The construction work of the elevated road from Silk Junction to Electronic City, which is being carried out by National Highway Authority of India (NHAI), has reduced road space here restricting the movement of vehicles and pedestrians.
With no traffic signals, police are finding it difficult to direct traffic by standing on the road. Despite the face mask, they inhale lot of dust as they keep removing it while shouting at errant motorists and pedestrians. One was recently hit by a vehicle.
"The unprecedented delay in the completion of the Rs-775.7 crore road project has contributed to the chaos at the junction. Although the traffic signals are ready for installation, we are waiting for the completion of the road project. If we install them now, chances are that they may be shifted later. The process is expensive. The bus bay planned near the junction is still under construction," said T Venkatesh, inspector of traffic at Madiwala police station.
Expressing her woes, Tina Jacob, a pedestrian, said she gets tensed whenever she has to cross the junction towards Begur.
"Vehicles converge here in a dangerous way," she said.
In order to avoid congestion, a subway has been constructed a few meters from the junction.
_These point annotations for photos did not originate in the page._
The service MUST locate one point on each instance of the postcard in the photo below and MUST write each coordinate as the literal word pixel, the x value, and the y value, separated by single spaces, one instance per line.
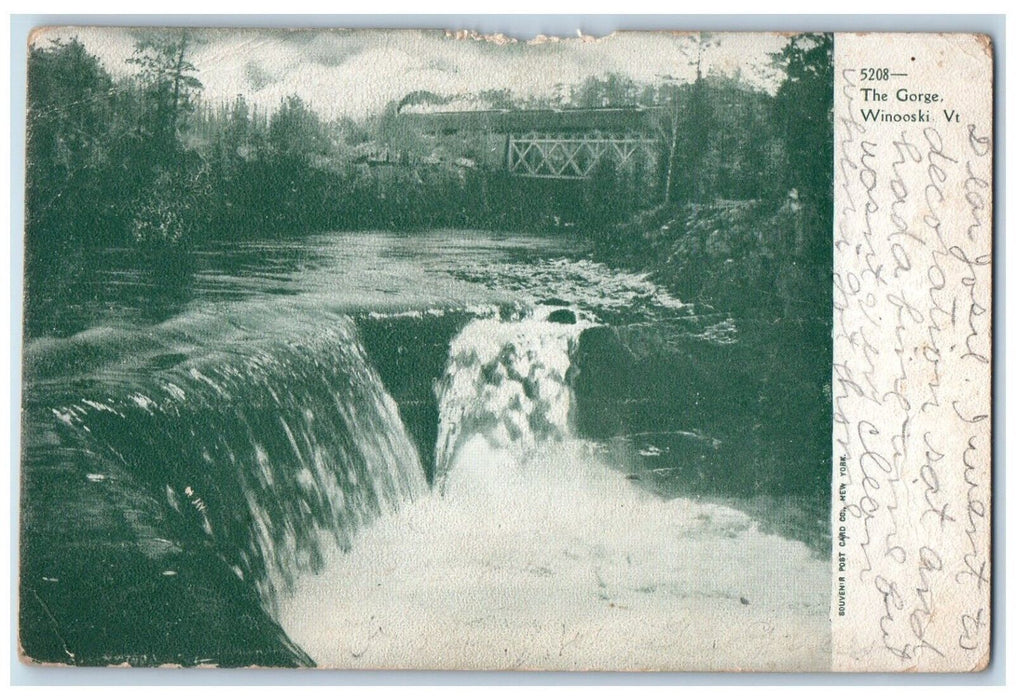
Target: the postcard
pixel 422 350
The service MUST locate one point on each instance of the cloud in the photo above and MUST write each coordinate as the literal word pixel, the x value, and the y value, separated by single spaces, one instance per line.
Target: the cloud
pixel 358 72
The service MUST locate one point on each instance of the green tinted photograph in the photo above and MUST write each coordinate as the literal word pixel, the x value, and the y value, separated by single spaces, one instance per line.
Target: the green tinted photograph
pixel 421 350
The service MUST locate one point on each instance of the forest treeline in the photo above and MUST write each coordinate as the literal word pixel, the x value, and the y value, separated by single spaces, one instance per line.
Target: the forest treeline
pixel 141 160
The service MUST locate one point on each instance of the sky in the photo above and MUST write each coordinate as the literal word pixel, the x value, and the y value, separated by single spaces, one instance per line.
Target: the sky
pixel 356 73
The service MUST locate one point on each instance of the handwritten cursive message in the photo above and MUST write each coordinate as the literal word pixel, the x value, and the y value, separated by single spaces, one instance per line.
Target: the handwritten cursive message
pixel 912 351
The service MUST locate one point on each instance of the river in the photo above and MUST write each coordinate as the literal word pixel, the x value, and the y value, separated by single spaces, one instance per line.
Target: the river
pixel 395 450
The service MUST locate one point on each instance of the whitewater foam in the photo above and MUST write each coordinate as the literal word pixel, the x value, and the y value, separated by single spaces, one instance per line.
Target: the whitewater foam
pixel 536 553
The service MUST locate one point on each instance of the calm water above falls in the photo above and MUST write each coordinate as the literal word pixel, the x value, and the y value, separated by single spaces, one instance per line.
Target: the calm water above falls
pixel 371 439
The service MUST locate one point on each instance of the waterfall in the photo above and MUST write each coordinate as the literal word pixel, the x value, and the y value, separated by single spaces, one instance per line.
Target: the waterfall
pixel 507 384
pixel 273 447
pixel 535 552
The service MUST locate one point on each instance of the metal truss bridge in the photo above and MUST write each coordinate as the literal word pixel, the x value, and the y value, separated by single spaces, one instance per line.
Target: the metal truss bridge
pixel 559 144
"But very few use this facility. Until the elevated road construction is over, pedestrians should use the subway for their own safety. Or else, they face risk while crossing the junction," said Venkatesh.
Pedestrians have their own reasons for avoiding the subway.
"Everyone crosses the junction. Then why should I walk some extra metres to the subway," said Raju Sharma, a pedestrian.
"The only way to ensure safety and avoid jams is to complete the 9-km elevated road project. NHAI says it will be over by October, but the slow progress of the work tells a different story," said B Lokesh, assistant commissioner of police (traffic) of Adugodi.
"Two sub-inspectors, five constables and many more supervisors and guards are being deployed at the junction daily to maintain order," said T Venkatesh.
"The traffic police are expected to regulate 20 buses when the capacity is only for five buses at a time," he said.